Maybe it's because they think they're too big to be hugged or because they're suddenly too big for any emotional expression, especially in public, or maybe they think they don't need to be hugged anymore.

But the truth is that many teens are deprived of touch, and they don't realize it and there is never a suitable substitute for a mother's or father's hug, so it is up to us as parents to find creative ways to maintain physical contact with our adult children.

How do you circumvent their rejection?

  • According to Your teen mag, child-parenting expert Dr. Laura Markham advises parents to get past the discomfort teens give them and to remember how important hugs and other displays of affection are to a teen's development.
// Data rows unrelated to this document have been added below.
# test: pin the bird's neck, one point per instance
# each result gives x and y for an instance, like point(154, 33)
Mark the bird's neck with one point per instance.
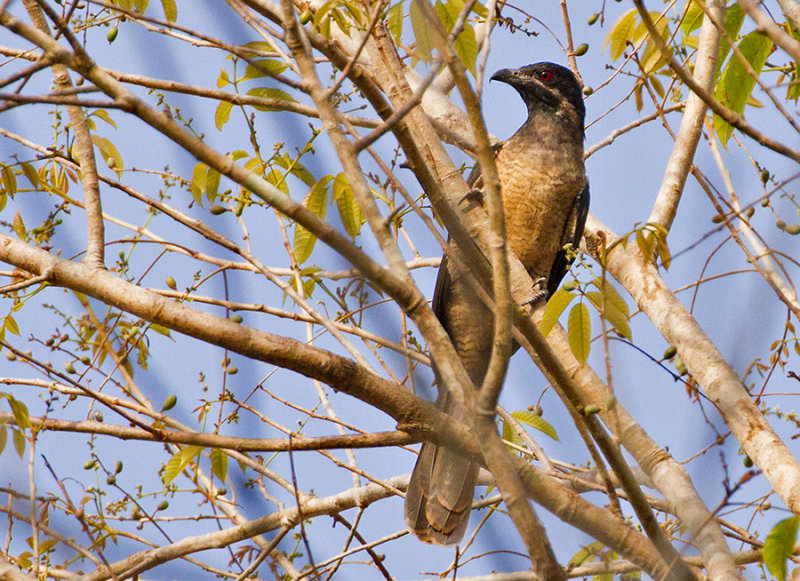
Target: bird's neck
point(552, 131)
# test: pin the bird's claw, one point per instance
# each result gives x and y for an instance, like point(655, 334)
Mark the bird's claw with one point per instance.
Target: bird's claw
point(474, 196)
point(539, 291)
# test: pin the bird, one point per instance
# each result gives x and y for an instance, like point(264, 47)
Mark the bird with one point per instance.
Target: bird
point(545, 203)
    So it's a trick to give our grown children the physical hug they really need.

  • Always hug your teen when you see him for the first time in the morning, and it doesn't matter if you're both angry.
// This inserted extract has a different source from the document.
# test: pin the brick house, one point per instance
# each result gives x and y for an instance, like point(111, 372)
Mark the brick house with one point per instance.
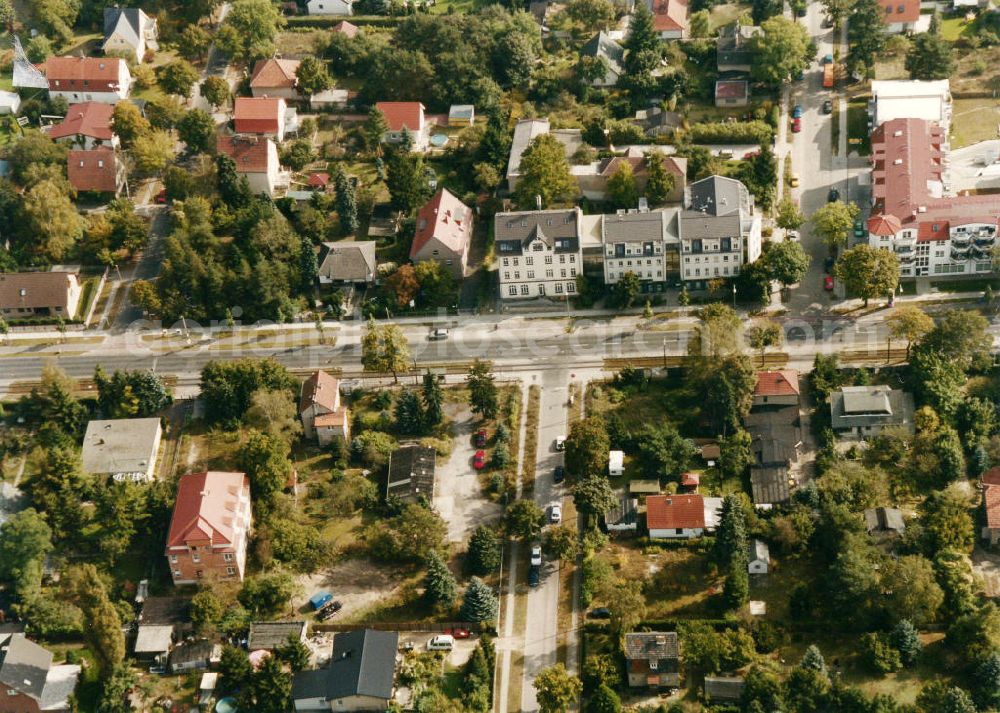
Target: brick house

    Hug them too when you see them for the first time after school and before bed.

  • Find small opportunities or excuses to give them a kiss on the head.

    If your child is having a hard time, sit next to him and put your arms around him.
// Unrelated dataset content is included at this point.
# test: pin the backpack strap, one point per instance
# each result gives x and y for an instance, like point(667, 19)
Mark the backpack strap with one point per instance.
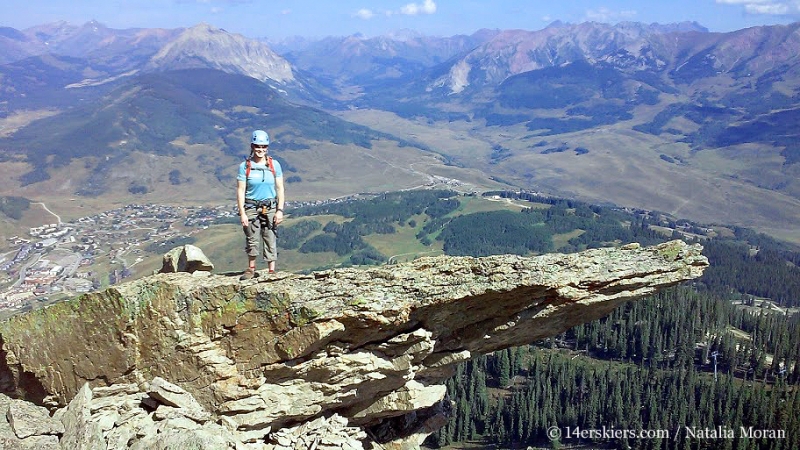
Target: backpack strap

  • Boys love talking to them in the car because they don't have to make eye contact.

    So you can sometimes touch them and pat them on the shoulder without making eye contact.

  • Do not make the hug mechanical or cold, and it is better to accompany it with some phrases such as How are you?

    or “How was your day?” Focus on the moment when you give them a warm hug.

If the parents do not meet the girl's needs for affection, she may become frustrated and may eventually succumb to any inappropriate person (Shutterstock)

Benefits of hugs for teens

According to Healthline, apart from the feeling of happiness caused by hugs, there is plenty of scientifically backed evidence supporting the benefits of cuddling our teens.

  • Communicate with your teen

Most human communication happens verbally or through facial expressions, but hugging is a kind of touching and comforting connection, and when tension is high or words fail between you and your teen, a hug can say a lot about how you feel about them, help defuse the situation and open the door to more communication. productivity.

  • Relieves stress

Hugging your teen can make them feel calm and relaxed.

This is because oxytocin, sometimes called the "cuddle hormone", is released.

According to authors Emily and Amelia Nagoski, hugging someone you love for 20 seconds a day is the key to relieving stress and ending burnout.

  • feeling safe

When we wrap our arms around our children's bodies, it can help them feel less isolated and safer in a world that is often very noisy, confusing and difficult.

  • Mood improvement

When your daughter comes home from school with an angry, restless and tired face, a long hug might be just what she needs to lift her mood.

A hug not only improves a teen's mood, it has the potential to boost self-esteem by making them feel more accepted, happy, and confident.

  • Building bridges

Parents' relationship with teenagers is exposed to many disturbing situations, and frequent disagreement and fights with them lead to the erosion of our relationship with them if we do not intervene quickly to repair the damage.

Although a hug won't solve all of your teen's problems, it can help relieve some of his stress, improve his overall outlook on life and well-being, and strengthen your relationship with him.